The fight against corruption
Formed in 2003, The National Anticorruption Directorate (DNA) started investigating and prosecuting corruption-related offences (such as bribery, graft, patronage and embezzlement). Starting 2015, the agency managed to make real progress in fighting high-level corruption, after Laura Codruta Kövesi was appointed General-Prosecutor. The agency “currently employs 120 prosecutors working on more than 6,000 cases, and has successfully prosecuted dozens of mayors, five MPs, two ex-ministers and a former prime minister in 2014 alone. Hundreds of former judges and prosecutors have also been brought to justice, with a conviction rate above 90%”. Also, The DNA told Euronews that 1,250 people were put before the country’s justice system in 2015, including 16 MPs, five ministers, five senators and 97 mayors and deputy mayors. Among these people, a lot of them are PSD members or had/have ties to the party.
One of them is Liviu Dragnea, leader of the Social Democrat Party who won the election on December 2016. At the moment, Dragnea is being investigated together with his ex-wife for official misconduct and forgery. His trial was supposed to start this year on January 31st. Guess what happened after his party won the election and assembled the new cabinet.
Back to square one. The biggest protest since 1989
The moment it took office in January 2017, the new government led by Prime Minister Sorin Grindeanu, issued an emergency directive that decriminalises some major corruption offences. Here are a few alterations that will be added to the Penal Code:
- decriminalising official misconduct/abuse of power cases in which the financial damage is valued at less than 200,000 lei (€44,000)
- reducing punishment for such cases from 2-7 years prison time to 6 months-3 years or a fine
- eliminating the law stating that a convict cannot hold a public office job between 1-5 years
- the directive will stop ongoing investigations and prevent new ones from being launched, including Dragnea’s. Another decree might end up freeing convicted officials from prison.

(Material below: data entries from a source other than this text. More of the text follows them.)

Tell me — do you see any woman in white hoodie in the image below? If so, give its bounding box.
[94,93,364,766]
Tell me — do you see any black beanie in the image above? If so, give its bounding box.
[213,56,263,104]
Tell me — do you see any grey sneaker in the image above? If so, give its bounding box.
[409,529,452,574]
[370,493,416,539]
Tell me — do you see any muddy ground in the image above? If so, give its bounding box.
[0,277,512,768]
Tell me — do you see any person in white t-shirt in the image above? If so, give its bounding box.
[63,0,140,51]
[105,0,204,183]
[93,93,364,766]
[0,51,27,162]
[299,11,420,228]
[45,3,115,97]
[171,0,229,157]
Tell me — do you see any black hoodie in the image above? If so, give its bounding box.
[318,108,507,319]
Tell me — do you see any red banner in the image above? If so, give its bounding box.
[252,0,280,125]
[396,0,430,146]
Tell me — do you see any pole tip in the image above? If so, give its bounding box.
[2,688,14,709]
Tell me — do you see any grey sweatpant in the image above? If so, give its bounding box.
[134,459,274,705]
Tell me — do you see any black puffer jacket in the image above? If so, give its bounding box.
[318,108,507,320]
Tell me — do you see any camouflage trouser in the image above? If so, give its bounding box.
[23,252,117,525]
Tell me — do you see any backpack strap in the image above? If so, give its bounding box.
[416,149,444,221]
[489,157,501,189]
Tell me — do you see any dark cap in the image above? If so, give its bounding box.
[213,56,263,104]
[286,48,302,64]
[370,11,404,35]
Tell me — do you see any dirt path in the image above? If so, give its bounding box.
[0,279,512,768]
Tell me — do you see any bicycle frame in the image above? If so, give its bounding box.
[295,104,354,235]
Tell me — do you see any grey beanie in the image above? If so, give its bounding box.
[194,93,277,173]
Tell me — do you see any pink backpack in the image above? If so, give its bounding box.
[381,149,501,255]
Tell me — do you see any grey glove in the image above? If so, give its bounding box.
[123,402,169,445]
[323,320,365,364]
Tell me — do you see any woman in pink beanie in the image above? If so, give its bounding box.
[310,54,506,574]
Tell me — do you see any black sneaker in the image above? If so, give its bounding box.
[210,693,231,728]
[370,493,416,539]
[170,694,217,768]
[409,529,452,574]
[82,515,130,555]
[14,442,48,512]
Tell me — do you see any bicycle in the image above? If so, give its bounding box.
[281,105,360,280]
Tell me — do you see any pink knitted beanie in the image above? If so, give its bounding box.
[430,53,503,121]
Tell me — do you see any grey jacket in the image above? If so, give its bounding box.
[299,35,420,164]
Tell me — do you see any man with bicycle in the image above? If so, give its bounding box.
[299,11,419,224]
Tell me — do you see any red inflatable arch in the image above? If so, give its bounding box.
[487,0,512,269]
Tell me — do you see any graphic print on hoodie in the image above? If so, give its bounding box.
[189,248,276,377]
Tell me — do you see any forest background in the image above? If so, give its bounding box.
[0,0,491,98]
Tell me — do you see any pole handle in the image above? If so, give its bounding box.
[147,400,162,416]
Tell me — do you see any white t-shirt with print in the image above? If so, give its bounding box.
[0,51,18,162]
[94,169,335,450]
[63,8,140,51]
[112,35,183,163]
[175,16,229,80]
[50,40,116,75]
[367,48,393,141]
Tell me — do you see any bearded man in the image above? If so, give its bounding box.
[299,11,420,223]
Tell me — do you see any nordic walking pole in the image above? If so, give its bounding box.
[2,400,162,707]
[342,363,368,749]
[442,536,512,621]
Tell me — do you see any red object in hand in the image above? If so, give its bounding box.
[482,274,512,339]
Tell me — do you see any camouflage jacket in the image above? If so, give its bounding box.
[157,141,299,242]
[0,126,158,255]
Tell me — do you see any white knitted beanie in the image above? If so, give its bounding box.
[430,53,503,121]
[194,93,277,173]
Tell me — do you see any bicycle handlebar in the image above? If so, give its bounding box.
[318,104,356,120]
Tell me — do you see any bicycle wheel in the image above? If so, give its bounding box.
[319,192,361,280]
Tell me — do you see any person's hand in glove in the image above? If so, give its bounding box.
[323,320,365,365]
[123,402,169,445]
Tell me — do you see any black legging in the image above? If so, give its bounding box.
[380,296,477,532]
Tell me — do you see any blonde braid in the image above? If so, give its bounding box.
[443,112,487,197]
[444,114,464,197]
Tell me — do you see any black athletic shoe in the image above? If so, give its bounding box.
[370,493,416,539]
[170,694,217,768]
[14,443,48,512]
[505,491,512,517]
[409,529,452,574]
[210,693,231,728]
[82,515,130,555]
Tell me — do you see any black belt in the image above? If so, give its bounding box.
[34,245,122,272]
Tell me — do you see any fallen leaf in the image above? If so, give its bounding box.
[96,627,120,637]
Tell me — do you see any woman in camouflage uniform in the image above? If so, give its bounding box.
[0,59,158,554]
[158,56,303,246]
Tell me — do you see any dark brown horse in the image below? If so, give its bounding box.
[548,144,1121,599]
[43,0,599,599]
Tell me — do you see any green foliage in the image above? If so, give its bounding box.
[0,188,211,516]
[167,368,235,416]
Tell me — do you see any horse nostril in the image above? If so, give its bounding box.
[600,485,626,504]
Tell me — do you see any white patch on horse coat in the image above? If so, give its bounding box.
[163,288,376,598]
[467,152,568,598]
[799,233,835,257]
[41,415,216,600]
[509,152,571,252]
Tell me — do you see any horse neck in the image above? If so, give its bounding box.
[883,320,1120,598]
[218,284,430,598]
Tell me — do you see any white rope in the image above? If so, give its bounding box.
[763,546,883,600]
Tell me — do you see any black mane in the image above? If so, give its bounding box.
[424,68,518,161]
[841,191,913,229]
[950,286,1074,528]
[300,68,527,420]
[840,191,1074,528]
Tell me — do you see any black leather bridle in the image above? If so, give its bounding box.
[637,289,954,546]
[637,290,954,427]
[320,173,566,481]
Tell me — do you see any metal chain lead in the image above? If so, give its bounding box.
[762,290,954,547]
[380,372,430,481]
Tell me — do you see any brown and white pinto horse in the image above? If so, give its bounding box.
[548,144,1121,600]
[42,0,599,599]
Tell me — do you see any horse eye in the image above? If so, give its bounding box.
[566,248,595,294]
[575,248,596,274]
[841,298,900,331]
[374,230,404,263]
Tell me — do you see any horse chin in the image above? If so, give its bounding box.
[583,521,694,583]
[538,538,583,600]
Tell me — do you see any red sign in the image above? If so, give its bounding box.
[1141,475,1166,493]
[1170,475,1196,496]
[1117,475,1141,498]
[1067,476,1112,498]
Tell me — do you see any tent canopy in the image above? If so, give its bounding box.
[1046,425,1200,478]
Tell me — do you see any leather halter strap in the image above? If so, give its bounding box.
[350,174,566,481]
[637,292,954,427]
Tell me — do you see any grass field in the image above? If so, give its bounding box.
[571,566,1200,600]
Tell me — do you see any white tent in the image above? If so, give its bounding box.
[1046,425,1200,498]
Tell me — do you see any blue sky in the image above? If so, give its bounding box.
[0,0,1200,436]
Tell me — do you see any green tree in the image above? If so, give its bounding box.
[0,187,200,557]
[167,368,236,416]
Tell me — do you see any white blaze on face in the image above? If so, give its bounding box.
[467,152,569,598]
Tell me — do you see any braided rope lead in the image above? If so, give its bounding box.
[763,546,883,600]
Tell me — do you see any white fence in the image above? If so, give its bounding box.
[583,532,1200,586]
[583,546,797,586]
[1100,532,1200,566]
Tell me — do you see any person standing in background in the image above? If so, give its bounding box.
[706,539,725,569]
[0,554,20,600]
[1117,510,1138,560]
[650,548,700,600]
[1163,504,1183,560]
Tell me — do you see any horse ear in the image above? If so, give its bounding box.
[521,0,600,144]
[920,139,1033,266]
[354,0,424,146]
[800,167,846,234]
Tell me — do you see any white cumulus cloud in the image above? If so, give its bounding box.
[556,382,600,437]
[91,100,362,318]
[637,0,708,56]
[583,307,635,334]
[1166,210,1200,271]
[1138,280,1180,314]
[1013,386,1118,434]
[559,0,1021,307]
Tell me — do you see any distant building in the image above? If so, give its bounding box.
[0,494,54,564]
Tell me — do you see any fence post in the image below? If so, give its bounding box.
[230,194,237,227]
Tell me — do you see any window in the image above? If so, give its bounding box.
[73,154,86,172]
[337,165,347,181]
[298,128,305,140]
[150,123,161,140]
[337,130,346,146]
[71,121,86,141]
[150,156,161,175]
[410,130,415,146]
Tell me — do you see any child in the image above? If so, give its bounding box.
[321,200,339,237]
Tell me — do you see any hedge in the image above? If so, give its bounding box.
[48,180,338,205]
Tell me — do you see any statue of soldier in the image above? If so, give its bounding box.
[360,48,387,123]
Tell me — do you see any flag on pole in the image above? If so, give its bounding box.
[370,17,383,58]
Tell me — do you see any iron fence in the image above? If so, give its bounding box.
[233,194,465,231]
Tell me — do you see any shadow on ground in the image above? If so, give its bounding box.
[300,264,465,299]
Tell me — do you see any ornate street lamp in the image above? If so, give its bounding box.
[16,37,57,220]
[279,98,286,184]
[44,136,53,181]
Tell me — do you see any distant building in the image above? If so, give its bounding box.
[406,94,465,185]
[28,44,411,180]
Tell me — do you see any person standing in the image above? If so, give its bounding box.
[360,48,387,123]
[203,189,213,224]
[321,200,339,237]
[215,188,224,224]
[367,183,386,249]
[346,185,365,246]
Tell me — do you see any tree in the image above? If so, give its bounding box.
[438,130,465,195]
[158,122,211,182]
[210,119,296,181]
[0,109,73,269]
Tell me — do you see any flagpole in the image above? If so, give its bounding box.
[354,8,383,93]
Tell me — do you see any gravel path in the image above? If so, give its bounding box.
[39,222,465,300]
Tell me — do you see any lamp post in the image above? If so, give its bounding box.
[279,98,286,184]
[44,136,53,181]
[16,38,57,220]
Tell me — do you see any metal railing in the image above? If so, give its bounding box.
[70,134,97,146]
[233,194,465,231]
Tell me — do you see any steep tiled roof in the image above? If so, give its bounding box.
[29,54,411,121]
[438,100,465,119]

This is a major blow to the fight against corruption, not to mention a huge blow for democracy. People are outraged. Protests have been organised in Bucharest and in a lot of major cities around Romania. On the 1st of February alone, 150.000 marched in front of the Government building in Victory Square while another 100.000 marched in other cities. A total of 250.000 people protested and it is not over yet. This is the biggest protest since 1989.
Using the excuse of “prison overcrowding”, the Government wants to justify pardoning its own political allies. This is outrages and it generated powerful reaction from EU officials and USA representatives. Everyone is following developments in Romania with great concern. Klaus Iohannis, the President of Romania, mainly holds ceremonial powers, but he is among the most fierce critics of the law.
We have until 11th of February to repeal this emergency directive. If the government falls before repealing it, the interim government that will take its place will have limited powers and it will be unable to help. The moment this directive becomes effective, all the DNA ongoing investigations will cease.
We ask our government to repeal this emergency directive and then dismiss itself!